On the other side, cryptography, steganography, and watermarking are considered the fundamental methods of information hiding and copyright protection (Gaber & Zhang, 2012, Gaber et al., 2013). Cryptography is the study of methods of sending messages (plain text) in a distinct form where only the intended recipients can remove the disguise and read the message (ciphertext) (Simmons, 1998). The Cryptography consists of two processes. The first is enciphering that converting a plaintext to a ciphertext. The second is the deciphering or decryption that is the reverse process. Only a person who possesses appropriate key (or keys) can decrypt the encrypted data (Diffie & Hellman, 1976). Steganography, derived from Greek, literally means “covered writing” is the art of hiding information in other data in ways that prevent the detection of hidden message (Franz et al., 1996). A Stenographic system is typically not required to be robust against the intentional removal of the hidden message (Acken, 1998). Watermarking is the process that embeds data called a watermark into media (Huang and Ye, 2012). After that, the watermark can be detected or extracted later to check if the media is tampered or not. The media may be text or image or audio or video. It provides an indication of ownership of the digital data. Watermarking techniques are particular embodiments of steganography. Any watermarking scheme/algorithm consists of three parts the watermark, the encoder, the decoder and comparator (Tong et al., 2013a).

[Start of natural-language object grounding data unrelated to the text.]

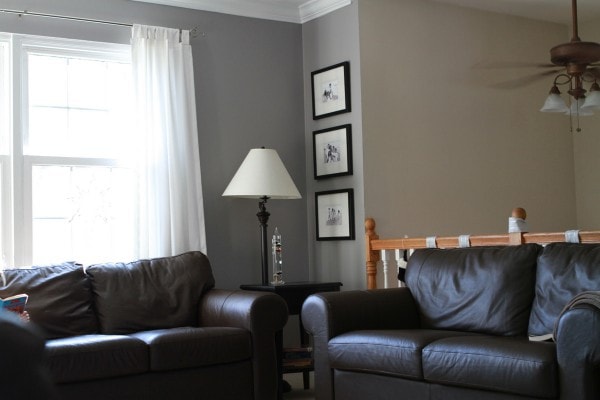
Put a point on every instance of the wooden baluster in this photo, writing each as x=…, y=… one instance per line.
x=385, y=259
x=400, y=263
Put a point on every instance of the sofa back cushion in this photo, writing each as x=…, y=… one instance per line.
x=476, y=289
x=563, y=271
x=60, y=298
x=150, y=294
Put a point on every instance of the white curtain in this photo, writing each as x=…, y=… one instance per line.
x=171, y=218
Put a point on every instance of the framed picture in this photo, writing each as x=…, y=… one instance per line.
x=335, y=214
x=332, y=152
x=331, y=90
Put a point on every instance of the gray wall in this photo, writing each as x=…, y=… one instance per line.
x=329, y=40
x=587, y=155
x=446, y=150
x=249, y=93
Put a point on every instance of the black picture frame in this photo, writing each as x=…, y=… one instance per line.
x=334, y=211
x=332, y=152
x=331, y=90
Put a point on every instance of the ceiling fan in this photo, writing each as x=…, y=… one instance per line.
x=579, y=60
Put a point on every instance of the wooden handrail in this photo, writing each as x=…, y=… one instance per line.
x=374, y=244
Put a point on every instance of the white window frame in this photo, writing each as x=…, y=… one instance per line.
x=17, y=221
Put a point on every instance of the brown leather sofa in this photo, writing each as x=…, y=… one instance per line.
x=152, y=329
x=461, y=327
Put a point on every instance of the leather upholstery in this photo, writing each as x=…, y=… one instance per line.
x=578, y=353
x=150, y=294
x=60, y=299
x=164, y=331
x=23, y=375
x=190, y=347
x=563, y=271
x=87, y=357
x=459, y=330
x=391, y=352
x=478, y=289
x=493, y=363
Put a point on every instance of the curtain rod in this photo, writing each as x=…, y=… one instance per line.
x=193, y=32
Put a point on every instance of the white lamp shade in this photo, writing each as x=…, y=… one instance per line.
x=262, y=174
x=577, y=109
x=592, y=101
x=555, y=103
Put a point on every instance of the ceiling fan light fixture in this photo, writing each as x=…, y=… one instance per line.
x=555, y=103
x=577, y=109
x=592, y=101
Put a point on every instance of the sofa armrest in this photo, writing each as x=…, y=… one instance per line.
x=329, y=314
x=577, y=336
x=264, y=315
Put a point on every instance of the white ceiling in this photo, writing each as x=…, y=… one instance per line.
x=300, y=11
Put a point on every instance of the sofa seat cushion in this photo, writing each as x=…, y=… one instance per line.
x=563, y=271
x=89, y=357
x=388, y=352
x=188, y=347
x=512, y=365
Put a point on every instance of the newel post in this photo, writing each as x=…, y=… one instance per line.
x=372, y=256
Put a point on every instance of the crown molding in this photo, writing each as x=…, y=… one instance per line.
x=316, y=8
x=296, y=11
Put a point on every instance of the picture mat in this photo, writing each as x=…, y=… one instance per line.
x=336, y=224
x=337, y=165
x=322, y=82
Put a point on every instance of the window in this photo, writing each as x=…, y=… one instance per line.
x=68, y=177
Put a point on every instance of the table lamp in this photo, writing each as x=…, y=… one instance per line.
x=262, y=176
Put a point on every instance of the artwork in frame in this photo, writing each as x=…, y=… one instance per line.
x=334, y=210
x=331, y=90
x=332, y=152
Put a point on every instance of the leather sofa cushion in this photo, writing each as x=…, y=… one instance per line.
x=89, y=357
x=150, y=294
x=195, y=347
x=512, y=365
x=60, y=298
x=564, y=270
x=477, y=289
x=387, y=352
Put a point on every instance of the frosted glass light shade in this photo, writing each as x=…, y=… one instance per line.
x=592, y=101
x=577, y=109
x=262, y=174
x=555, y=103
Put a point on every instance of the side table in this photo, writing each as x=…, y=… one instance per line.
x=294, y=294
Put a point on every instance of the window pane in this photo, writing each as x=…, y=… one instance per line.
x=78, y=107
x=83, y=214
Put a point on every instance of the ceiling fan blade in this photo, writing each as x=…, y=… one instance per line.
x=511, y=64
x=524, y=81
x=595, y=72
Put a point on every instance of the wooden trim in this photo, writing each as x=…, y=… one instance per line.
x=374, y=245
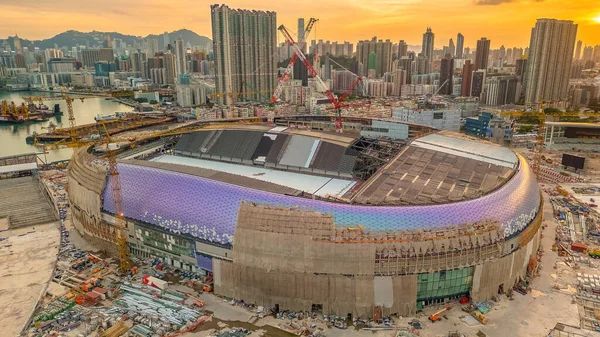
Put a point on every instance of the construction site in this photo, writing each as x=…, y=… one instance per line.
x=271, y=221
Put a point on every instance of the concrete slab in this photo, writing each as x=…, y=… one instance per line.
x=27, y=259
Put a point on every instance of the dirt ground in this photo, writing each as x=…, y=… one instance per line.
x=27, y=259
x=534, y=314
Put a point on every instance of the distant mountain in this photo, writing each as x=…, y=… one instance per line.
x=93, y=39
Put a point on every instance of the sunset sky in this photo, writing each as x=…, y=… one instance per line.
x=504, y=22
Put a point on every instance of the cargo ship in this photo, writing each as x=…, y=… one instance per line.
x=18, y=114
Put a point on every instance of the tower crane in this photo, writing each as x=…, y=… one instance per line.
x=288, y=71
x=428, y=96
x=337, y=103
x=64, y=96
x=113, y=173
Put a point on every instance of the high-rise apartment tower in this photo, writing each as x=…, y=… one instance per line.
x=482, y=53
x=549, y=63
x=244, y=45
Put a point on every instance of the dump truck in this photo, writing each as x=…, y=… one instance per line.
x=437, y=316
x=154, y=282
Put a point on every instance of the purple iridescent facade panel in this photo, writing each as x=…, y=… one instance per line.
x=207, y=209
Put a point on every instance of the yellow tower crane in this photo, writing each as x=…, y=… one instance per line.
x=65, y=96
x=113, y=173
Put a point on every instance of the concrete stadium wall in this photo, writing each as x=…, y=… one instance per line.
x=86, y=184
x=276, y=260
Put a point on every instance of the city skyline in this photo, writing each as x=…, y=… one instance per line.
x=504, y=22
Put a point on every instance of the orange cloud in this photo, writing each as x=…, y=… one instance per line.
x=504, y=22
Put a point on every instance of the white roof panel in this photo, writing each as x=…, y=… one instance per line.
x=320, y=186
x=489, y=153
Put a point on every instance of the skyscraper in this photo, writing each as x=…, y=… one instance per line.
x=180, y=59
x=166, y=40
x=446, y=72
x=301, y=33
x=467, y=76
x=244, y=41
x=152, y=46
x=451, y=48
x=89, y=57
x=482, y=53
x=402, y=49
x=578, y=51
x=300, y=29
x=169, y=63
x=383, y=56
x=549, y=63
x=17, y=43
x=460, y=45
x=427, y=50
x=588, y=52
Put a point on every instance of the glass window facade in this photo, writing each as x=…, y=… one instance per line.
x=433, y=288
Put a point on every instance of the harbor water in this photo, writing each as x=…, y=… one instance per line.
x=12, y=136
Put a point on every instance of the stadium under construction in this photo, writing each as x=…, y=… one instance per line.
x=385, y=218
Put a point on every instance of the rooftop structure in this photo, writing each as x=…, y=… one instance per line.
x=313, y=217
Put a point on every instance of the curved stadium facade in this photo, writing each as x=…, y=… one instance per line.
x=308, y=220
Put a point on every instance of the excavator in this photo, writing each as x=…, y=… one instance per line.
x=437, y=316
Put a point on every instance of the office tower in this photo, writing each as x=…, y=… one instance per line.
x=20, y=61
x=383, y=56
x=301, y=34
x=402, y=49
x=180, y=60
x=467, y=76
x=501, y=90
x=549, y=63
x=300, y=73
x=17, y=43
x=578, y=51
x=169, y=63
x=152, y=46
x=138, y=60
x=348, y=49
x=166, y=40
x=477, y=82
x=509, y=58
x=327, y=68
x=482, y=53
x=89, y=57
x=460, y=45
x=446, y=72
x=406, y=64
x=107, y=54
x=517, y=53
x=300, y=29
x=422, y=65
x=596, y=55
x=588, y=52
x=427, y=50
x=240, y=53
x=521, y=67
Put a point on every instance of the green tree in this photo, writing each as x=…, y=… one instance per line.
x=594, y=105
x=525, y=128
x=551, y=111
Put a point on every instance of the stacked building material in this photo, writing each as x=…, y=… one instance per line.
x=135, y=300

Therefore, the digital multimedia authentication and copyright have become an important issue, so digital watermarking has been proposed (Madduma and Ramanna, 2011). For instance, the ease and extent of such manipulations emphasize the need for image authentication techniques in applications where verification of integrity and authenticity of the image content is essential. The digital multimedia authentication and copyright can be applied to the knowledge called digital watermarking. The Application of watermarking can be divided into two categories visible watermark and invisible watermark. There are many applications for visible watermarks such as Enhanced copyright protection and Indicate ownership originals. Also, The visible watermarks can be used in following cases Enhanced copyright protection and Indicate ownership originals. Also, Invisible watermarks find application in following cases data authentication, data hiding, copyright protection, fingerprinting, copy protection broadcast monitoring, medical safety and indexing (Craver et al., 1998).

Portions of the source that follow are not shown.